By James Bovard
Author of “Attention Deficit Democracy”
The Ninth U.S. Circuit Court of Appeals ruled that the U.S. Department of Agriculture taking 47% of a farmer’s harvest does not violate the Fifth Amendment’s takings clause as long as the government aims to drive up crop prices. The May 9 decision was the latest absurdity in a decade-long legal battle pitting California raisin growers Marvin and Lena Horne against the USDA’s outmoded raisin regulatory regime.
Under current law, the 1930s-era federally authorized Raisin Administrative Committee can commandeer up to half of a farmer’s harvest as a “reserve”—to purportedly stabilize markets and prevent gluts. The Hornes were fined almost $700,000 for refusing to surrender control of 47% of their 2002 harvest to the government committee and 30% of the harvest the following year. After judges declared that the Hornes could not sue in federal court for unjust takings—i.e., government confiscation without just compensation—the case landed in the Supreme Court.
Last June the Supreme Court unanimously ruled that California raisin growers have standing to file a takings claim in federal court. Even liberal justices were amazed at the heavy-handed, archaic nature of the regulatory regime. During oral arguments, Justice Stephen Breyer declared: “I can’t believe that Congress wanted the taxpayers to pay for a program that’s going to mean they have to pay higher prices as consumers.” Justice Elena Kagan suggested that the statute authorizing the raisin cartel could be “the world’s most outdated law.”
Writing as if they were inspired by Justice Kagan’s quip, the Ninth Circuit panel reached back a hundred years to justify perpetuating federal control of the raisin business. The decision declared, “Raisin prices rose rapidly between 1914 and 1920, peaking in 1921 at $235 per ton.
This surge in prices spurred increased production, which in turn caused prices to plummet back down to between $40 and $60 per ton.” Crop prices skyrocketed during those years in large part because the World War I-era U.S. Food Administration cornered markets and vastly inflated demand by providing cheap credit to European allies to purchase boatloads of harvests. Federal intervention spurred a boom and bust that ravaged American farmers in the early 1920s.
The Agricultural Marketing Agreement Act of 1937 authorized the secretary of Agriculture to appoint farmer-dominated committees to control production. The subsequent crop marketing orders were based on the New Deal philosophy of “managed abundance”—prosperity through “universal monopoly and universal scarcity.” The Ninth Circuit decision quotes a 1943 Supreme Court ruling justifying regimenting raisin farmers because the industry became “compelled to sell at less than parity prices.”

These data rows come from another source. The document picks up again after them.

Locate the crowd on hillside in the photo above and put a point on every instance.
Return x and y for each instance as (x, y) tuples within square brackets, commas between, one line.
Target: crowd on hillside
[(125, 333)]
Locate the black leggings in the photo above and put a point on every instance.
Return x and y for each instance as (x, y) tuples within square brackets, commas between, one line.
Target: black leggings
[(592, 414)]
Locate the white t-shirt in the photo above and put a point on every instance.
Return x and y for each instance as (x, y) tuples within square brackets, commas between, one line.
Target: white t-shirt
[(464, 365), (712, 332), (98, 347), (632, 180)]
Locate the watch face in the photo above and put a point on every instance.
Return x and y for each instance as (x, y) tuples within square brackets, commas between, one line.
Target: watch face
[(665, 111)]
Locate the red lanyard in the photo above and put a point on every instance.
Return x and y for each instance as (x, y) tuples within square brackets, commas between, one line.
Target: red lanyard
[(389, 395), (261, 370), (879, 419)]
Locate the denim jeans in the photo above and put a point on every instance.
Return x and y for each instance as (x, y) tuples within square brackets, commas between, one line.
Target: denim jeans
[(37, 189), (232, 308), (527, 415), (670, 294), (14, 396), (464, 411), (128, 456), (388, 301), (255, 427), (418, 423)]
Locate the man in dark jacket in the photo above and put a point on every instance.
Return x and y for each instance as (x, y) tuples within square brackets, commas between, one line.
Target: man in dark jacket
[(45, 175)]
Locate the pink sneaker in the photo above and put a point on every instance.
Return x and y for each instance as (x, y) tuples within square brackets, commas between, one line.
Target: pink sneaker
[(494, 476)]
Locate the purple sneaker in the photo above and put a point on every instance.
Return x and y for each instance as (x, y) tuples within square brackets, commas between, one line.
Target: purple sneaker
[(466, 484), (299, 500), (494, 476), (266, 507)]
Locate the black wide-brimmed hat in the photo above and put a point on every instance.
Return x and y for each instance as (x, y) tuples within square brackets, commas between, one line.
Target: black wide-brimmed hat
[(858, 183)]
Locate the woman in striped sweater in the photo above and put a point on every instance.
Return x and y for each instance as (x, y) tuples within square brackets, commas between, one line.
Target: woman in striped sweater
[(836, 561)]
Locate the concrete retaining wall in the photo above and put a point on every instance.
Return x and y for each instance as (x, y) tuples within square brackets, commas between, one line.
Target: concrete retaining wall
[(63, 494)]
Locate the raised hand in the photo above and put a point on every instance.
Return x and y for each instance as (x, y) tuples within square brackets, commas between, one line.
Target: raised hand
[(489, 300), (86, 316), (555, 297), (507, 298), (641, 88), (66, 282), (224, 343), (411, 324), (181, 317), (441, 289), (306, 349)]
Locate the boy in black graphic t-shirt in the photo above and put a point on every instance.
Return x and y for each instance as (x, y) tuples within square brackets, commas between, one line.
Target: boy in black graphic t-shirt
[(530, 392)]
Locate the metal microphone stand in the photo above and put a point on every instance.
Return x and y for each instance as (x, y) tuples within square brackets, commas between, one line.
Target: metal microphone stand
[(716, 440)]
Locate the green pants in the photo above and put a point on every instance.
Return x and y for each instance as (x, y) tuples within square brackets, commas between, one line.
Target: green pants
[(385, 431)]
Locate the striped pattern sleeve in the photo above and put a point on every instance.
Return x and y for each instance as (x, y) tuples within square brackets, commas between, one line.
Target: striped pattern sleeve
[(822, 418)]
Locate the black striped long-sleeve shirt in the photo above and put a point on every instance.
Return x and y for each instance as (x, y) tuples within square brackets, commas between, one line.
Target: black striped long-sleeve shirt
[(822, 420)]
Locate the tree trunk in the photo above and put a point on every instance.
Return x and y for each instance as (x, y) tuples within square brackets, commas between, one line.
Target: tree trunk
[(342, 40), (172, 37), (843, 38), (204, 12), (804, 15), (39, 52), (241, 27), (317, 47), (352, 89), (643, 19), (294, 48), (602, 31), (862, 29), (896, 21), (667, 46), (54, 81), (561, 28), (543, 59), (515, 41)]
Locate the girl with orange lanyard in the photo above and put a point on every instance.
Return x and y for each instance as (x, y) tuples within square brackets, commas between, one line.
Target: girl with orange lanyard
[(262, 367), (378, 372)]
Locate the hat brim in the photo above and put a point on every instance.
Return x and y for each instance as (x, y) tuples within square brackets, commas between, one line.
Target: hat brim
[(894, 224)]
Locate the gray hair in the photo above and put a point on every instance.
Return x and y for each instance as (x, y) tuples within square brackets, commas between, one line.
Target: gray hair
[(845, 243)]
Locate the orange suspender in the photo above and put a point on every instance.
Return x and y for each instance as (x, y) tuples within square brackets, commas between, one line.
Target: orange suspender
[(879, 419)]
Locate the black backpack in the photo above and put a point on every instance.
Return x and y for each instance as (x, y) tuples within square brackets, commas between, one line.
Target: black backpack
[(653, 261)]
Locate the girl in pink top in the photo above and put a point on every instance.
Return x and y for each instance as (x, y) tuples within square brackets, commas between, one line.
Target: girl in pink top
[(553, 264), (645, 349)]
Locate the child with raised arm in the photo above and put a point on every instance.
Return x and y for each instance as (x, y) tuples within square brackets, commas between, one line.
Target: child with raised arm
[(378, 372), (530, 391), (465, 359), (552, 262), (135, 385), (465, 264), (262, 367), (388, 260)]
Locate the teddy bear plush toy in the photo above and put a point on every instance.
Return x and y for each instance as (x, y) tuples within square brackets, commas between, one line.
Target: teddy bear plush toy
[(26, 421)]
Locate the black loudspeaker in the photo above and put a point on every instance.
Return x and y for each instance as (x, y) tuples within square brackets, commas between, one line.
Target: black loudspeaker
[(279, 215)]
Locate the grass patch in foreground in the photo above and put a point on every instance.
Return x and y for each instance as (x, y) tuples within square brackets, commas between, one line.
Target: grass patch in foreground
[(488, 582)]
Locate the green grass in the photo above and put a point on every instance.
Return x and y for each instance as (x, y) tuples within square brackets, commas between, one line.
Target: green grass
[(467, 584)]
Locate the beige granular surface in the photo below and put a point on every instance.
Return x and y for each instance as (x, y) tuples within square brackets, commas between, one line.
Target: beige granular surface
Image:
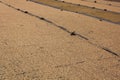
[(32, 49)]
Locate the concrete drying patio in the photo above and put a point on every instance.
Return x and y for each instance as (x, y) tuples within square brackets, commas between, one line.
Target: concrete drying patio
[(36, 44)]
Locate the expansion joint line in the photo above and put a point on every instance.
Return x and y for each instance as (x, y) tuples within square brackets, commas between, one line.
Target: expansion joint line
[(62, 28)]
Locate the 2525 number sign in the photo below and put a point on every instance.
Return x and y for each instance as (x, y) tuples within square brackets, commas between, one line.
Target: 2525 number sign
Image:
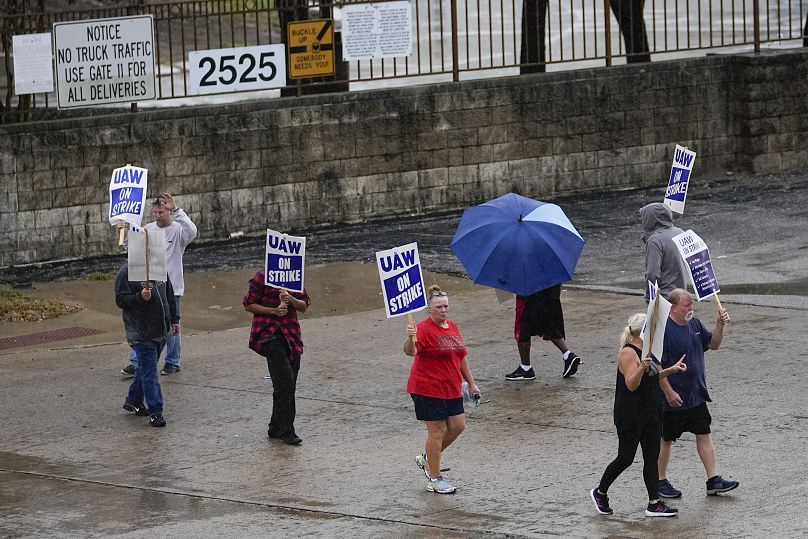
[(234, 70)]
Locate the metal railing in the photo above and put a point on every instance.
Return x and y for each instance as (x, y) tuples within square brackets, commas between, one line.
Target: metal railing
[(452, 39)]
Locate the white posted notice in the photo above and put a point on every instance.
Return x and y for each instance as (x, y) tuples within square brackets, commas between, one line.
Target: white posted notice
[(371, 31), (33, 64), (104, 61)]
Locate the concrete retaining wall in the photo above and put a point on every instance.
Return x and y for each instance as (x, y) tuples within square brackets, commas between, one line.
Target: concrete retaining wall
[(293, 163)]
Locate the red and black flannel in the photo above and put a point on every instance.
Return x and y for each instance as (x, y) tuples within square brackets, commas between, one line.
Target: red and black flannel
[(263, 327)]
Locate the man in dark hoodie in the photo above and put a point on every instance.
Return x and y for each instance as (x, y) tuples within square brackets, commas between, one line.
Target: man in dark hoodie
[(149, 314), (663, 265)]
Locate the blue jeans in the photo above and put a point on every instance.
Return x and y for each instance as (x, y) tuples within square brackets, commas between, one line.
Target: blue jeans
[(146, 384), (173, 346)]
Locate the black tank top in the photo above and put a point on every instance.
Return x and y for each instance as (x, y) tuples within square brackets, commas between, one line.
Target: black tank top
[(636, 406)]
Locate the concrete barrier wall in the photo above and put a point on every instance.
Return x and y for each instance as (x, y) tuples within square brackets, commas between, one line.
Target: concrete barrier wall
[(319, 160)]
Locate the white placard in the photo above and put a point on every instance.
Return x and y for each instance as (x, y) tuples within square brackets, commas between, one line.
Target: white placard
[(235, 70), (33, 64), (372, 31), (104, 61)]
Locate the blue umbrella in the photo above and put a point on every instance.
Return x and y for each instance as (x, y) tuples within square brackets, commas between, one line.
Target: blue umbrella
[(517, 244)]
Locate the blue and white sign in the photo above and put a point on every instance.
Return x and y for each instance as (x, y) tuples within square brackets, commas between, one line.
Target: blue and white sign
[(402, 281), (127, 194), (676, 192), (697, 257), (285, 260)]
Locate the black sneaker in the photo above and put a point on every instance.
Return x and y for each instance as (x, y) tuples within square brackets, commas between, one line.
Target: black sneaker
[(601, 502), (659, 509), (168, 368), (717, 485), (521, 374), (139, 409), (666, 490), (571, 365)]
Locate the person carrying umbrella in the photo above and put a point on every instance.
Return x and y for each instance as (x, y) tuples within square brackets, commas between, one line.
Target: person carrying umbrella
[(436, 376)]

But the parity index was concocted by government agricultural economists in the 1920s to justify federal aid to farmers. “Parity” was based on a set ratio of farm prices to nonfarm prices, in correlation with the ratio that prevailed in 1910-14, a boom time for farmers. Because production costs for both farm and nonfarm goods radically changed, it never made any economic sense to rely on “parity” but it was a popular political ploy.
The Ninth Circuit judges’ curiosity seemingly never extended beyond reading USDA press releases. Their decision this month declared that “the Marketing Order ensures ‘orderly’ market conditions by regulating raisin supply.” But the raisin committee’s sweeping powers have failed to prevent vast swings in prices farmers receive. Many California farmers have shifted their land to other crops; the acreage devoted to raisin production has plunged since 2000. The Ninth Circuit effectively declared that a taking is not a taking if the government intends to benefit the victim, regardless of how much damage the government inflicts.
The judges played down the Hornes’ losses because they only involved “personal property”—not “real property” such as land. This is a slippery distinction that at least one other federal appeals court has utterly rejected. The decision stressed that the “Hornes did not lose all economically valuable use of their personal property,” presumably since the feds did not take all their raisins.
The judges noted that “the Hornes can avoid the reserve requirement . . . by planting different crops” not subject to federally authorized commandeering. Supreme Court Justice Antonin Scalia captured the reality far better when he said in oral arguments in March 2013 that the USDA in effect offers farmers a choice: “Your raisins or your life.”
The Ninth Circuit decision illustrates how judicial docility and economic illiteracy can vest boundless power in bureaucracies. The Hornes will likely appeal to the Supreme Court. This could potentially result in a landmark takings ruling that finally torpedoes the raisin regime and numerous other USDA cartels.